During the struggle against fracking in New York, one of my roles was writing comments on related articles. I was part of the rapid response team, so I spent a lot of time doing it, so much so that if I was at an in-person event that drew people from around the state, people recognized my name if we were introduced. I had done a lot of research, so I was able to present my point of view on many different aspects of the effects.
What I seldom wrote of was the personal basis of my views, which was Catholic social justice doctrine, which was always in my heart, even as my mind was filled with science and statistics and personal stories from our neighbors in Pennsylvania.

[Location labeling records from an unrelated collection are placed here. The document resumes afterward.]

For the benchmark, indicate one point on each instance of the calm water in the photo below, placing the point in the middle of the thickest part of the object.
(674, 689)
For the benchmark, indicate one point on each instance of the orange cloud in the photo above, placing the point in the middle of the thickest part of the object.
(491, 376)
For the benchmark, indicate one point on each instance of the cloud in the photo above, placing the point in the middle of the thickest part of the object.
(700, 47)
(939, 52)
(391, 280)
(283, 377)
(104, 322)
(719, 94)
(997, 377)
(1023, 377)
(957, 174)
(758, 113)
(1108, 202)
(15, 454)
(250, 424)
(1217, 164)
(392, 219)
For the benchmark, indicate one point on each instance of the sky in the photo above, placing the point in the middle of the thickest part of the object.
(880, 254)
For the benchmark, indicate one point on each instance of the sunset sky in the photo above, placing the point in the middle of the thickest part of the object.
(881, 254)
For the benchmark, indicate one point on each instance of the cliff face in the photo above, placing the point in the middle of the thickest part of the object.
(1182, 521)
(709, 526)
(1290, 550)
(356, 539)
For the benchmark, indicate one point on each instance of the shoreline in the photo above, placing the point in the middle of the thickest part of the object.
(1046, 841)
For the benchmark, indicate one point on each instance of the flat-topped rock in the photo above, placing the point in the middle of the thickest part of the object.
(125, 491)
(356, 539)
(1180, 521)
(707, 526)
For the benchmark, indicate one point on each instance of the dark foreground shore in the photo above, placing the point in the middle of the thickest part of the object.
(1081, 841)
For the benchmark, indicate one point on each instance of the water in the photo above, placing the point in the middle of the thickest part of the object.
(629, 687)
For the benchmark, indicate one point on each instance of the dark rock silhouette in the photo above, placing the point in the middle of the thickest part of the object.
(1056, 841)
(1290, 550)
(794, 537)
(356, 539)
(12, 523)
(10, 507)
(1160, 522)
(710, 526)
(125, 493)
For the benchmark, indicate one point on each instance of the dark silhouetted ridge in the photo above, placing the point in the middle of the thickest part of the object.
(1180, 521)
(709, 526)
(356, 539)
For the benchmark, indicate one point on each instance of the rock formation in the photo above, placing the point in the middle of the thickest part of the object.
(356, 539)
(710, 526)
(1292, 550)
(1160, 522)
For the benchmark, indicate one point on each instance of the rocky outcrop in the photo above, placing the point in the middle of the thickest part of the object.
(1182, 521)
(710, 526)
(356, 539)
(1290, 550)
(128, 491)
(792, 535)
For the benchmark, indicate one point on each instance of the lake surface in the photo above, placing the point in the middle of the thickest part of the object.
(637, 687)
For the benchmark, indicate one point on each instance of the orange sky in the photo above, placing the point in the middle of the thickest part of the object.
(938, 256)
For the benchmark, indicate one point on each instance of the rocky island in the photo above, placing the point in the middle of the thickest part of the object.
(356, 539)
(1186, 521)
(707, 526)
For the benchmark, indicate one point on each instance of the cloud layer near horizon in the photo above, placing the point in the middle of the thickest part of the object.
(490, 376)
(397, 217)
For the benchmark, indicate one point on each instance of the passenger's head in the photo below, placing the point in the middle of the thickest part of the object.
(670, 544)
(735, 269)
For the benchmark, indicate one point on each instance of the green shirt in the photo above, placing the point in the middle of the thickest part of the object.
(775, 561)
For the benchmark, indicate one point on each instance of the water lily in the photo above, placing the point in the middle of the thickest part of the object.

As time has gone on and my public role has lessened, I have more often spoken of the role of social justice in my life. This became easier when Pope Francis published his encyclical Laudato’ Si. While people knew that it would be about climate change, they didn’t realize how much of it would center around human relationships with each other. Francis calls this approach “integral ecology” and it demonstrates one of the basic tenets of social justice doctrine, care for creation, and another, care for other people, especially those most vulnerable. These are viewpoints that many people of good will hold and there are many routes to them; I just want to acknowledge the impact of Catholic social doctrine for me, which combined with other influences to bring me to this point.
(The link above has the entire text of the encyclical with the option to read it in about a dozen languages. It was written prior to the Paris climate change meetings which led to the accord signed by over 190 nations. Francis addressed it to “all people of good will” because climate change affects everyone on earth.)